ATTENTION ALL TEENAGERS. IT IS ABSOLUTELY VITAL TO
YOUR MENTAL HEALTH THAT YOU READ THE FOLLOWING COLUMN.
INDEED, IF I WAS YOU, I WOULD FORWARD IT TO ALL YOUR ‘FRIENDS’ IN
YOUR WEIRD SOCIAL NETWORKING GROUPS. IT MIGHT JUST GET THEM
INTO COLLEGE, WHERE THEY’LL MEET LOTS OF OTHER FREAKS.

There has been widespread consternation across Great Britain this week
after a
shocking survey conducted by UKTV Gold confirmed that one
third of British teenagers are – and I quote here directly from the
survey’s damning conclusion – “thicker than a frozen McDonald’s
milkshake loaded with five quarts of cement”.

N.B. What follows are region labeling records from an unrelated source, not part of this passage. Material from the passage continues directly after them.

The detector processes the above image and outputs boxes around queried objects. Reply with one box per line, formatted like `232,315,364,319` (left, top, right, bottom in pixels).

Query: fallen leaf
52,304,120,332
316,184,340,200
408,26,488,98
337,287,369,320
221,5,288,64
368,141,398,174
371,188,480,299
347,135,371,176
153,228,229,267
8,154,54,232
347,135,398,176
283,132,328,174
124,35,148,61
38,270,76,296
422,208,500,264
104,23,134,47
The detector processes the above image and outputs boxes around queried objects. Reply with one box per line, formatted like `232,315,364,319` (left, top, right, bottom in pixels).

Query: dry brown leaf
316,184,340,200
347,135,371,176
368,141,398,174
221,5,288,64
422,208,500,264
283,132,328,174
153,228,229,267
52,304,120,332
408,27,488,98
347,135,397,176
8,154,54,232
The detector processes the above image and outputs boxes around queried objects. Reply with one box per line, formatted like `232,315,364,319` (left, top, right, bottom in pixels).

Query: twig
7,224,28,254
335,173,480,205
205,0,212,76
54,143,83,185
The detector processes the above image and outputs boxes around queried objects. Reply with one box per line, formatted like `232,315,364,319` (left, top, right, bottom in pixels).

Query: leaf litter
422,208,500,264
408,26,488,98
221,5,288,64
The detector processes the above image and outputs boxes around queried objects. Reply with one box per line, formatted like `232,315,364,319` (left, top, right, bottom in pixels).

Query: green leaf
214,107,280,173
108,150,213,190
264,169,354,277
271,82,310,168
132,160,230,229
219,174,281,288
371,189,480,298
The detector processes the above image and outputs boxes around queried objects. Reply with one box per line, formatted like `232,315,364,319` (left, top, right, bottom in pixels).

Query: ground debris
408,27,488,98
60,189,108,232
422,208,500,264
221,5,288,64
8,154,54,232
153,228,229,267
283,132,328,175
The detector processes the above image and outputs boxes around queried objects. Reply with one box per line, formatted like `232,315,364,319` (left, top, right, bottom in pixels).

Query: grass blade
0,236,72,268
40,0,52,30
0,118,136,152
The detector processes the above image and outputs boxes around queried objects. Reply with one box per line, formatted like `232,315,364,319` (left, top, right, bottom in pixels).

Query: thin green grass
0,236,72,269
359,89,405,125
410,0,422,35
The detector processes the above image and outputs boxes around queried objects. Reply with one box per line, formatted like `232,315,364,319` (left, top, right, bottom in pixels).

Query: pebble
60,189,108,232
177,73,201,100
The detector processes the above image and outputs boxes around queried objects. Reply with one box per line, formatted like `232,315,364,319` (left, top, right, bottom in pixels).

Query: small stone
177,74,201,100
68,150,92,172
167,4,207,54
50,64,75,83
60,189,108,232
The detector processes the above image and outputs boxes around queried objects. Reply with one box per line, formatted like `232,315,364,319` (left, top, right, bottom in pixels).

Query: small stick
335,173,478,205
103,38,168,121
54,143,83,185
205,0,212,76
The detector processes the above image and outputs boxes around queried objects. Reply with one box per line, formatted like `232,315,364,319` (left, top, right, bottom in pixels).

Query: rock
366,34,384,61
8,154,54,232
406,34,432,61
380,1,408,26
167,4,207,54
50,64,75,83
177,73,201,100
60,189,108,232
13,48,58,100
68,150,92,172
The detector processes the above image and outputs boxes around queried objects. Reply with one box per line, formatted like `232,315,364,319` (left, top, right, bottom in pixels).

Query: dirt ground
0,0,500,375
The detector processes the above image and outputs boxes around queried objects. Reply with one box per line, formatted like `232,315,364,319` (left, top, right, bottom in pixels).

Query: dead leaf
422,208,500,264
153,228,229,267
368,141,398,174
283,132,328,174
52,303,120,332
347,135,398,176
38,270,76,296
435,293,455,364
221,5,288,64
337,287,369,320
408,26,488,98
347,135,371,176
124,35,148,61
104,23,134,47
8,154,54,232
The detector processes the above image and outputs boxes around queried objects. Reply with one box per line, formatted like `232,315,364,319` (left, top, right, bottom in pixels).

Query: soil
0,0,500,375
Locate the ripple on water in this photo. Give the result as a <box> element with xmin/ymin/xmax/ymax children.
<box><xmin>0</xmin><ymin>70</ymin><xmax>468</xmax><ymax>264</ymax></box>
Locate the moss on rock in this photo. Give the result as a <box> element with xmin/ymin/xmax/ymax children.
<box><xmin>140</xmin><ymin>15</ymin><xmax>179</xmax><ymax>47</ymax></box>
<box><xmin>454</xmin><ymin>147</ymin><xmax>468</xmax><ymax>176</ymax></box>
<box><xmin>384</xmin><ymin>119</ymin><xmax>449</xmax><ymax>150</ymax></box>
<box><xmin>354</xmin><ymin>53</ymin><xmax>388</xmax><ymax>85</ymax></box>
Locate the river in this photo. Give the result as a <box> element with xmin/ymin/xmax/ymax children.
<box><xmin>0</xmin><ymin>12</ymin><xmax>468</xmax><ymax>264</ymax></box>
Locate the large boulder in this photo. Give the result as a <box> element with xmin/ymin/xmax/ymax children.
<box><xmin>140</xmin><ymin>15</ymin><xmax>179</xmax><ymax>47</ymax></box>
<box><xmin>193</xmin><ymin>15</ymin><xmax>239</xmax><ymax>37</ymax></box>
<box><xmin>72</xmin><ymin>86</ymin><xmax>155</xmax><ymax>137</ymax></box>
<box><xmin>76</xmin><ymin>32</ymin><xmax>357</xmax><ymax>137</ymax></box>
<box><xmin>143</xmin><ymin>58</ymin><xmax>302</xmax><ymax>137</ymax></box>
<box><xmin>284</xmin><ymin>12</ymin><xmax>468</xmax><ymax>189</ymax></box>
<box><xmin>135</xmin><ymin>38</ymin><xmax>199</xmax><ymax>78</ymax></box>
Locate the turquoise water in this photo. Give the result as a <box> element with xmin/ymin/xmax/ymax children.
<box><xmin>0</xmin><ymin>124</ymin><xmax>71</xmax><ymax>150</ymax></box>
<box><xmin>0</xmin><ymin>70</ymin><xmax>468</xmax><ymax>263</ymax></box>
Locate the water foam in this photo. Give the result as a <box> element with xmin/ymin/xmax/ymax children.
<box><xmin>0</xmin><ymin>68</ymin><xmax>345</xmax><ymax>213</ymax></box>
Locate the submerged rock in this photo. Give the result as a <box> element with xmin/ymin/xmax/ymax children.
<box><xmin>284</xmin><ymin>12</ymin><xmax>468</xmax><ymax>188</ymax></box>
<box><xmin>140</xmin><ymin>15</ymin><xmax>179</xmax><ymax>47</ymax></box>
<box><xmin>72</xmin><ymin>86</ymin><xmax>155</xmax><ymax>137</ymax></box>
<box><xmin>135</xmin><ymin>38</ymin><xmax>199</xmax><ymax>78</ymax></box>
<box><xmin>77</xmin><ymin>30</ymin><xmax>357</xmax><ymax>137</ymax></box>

The survey asked 3,000 of Britain’s smartest under-twenties (defined as
“those able to tie their own Velcro laces”) to distinguish between reality
and fiction, and – this is the truly AMAZING part – nearly two-thirds of
them actually managed it! (Things sure have changed since I was a
teen.)

Nevertheless, the media being what it is,* this hopeful message got lost
amid the hysterically hysterical hysteria born of the discovery that a
whopping chunk of young adults – the future leaders of tomorrow, the
kids we are relying on to keep the world in good economic health and
look after us when we’ve soiled our incontinence nappies – think the
following list of people are made-up fictional figments of some loony
writer’s imagination:

  • Winston Churchill
  • Florence Nightingale
  • Tony Blair
  • Spongebob Squarepants

And as if this wasn’t bad enough, here is a list of people who a great
chunk of young adults – the future leaders of tomorrow, the pimply
snots we are relying on to keep the world in sound economic health and
clean us up when we’ve cacked in our onesies – think are boring old
college friends of their parents:

  • Sherlock Holmes
  • Eleanor Rigby
  • Tony Blair
  • Batman

This alarming news, which I’m sure you’ll agree is extremely alarming,
invites us to ask several key questions which I am now going to list in
bullet points again, for dramatic effect:

  • Are you kidding me?
  • What kind of numpties are we raising these days?
  • Which fictional characters are we talking about anyhow?
  • Danger Mouse?
  • Or someone more sophisticated, like the special needs one in Of
    Mice and Men?
  • Who’s Winston Churchill?

As a cosmetic remedy to this growing crisis, this column, ever keen to
play its part in educating dim young minds, has decided to reveal, for
probably the first time in many of your lives, the
true story of Winston
Churchill (and his gerbil companion, Clarence). That way, while many of
you may carry on believing that Batman is coming to a family dinner
party this weekend, you will at the very least be able to bluff your way
through a class on the Second World War and eventually take a first in
History at Oxford (which will prove of no use whatsoever, but there you
go).


The Basic Facts About Winston Churchill

Winston Churchill, the third daughter of Gengis and Ginger Khan, was
born in Milton Keynes, England, in the fourth quarter of the fiscal year
1804.

The young Churchill immediately showed a passionate distaste for Nazis
when he refused to take his mother’s breast. (AUTHOR’S NOTE: I am not
entirely sure how this shows a passionate distaste for Nazis, but all the
leading historians are agreed on this issue, so who am I to argue?)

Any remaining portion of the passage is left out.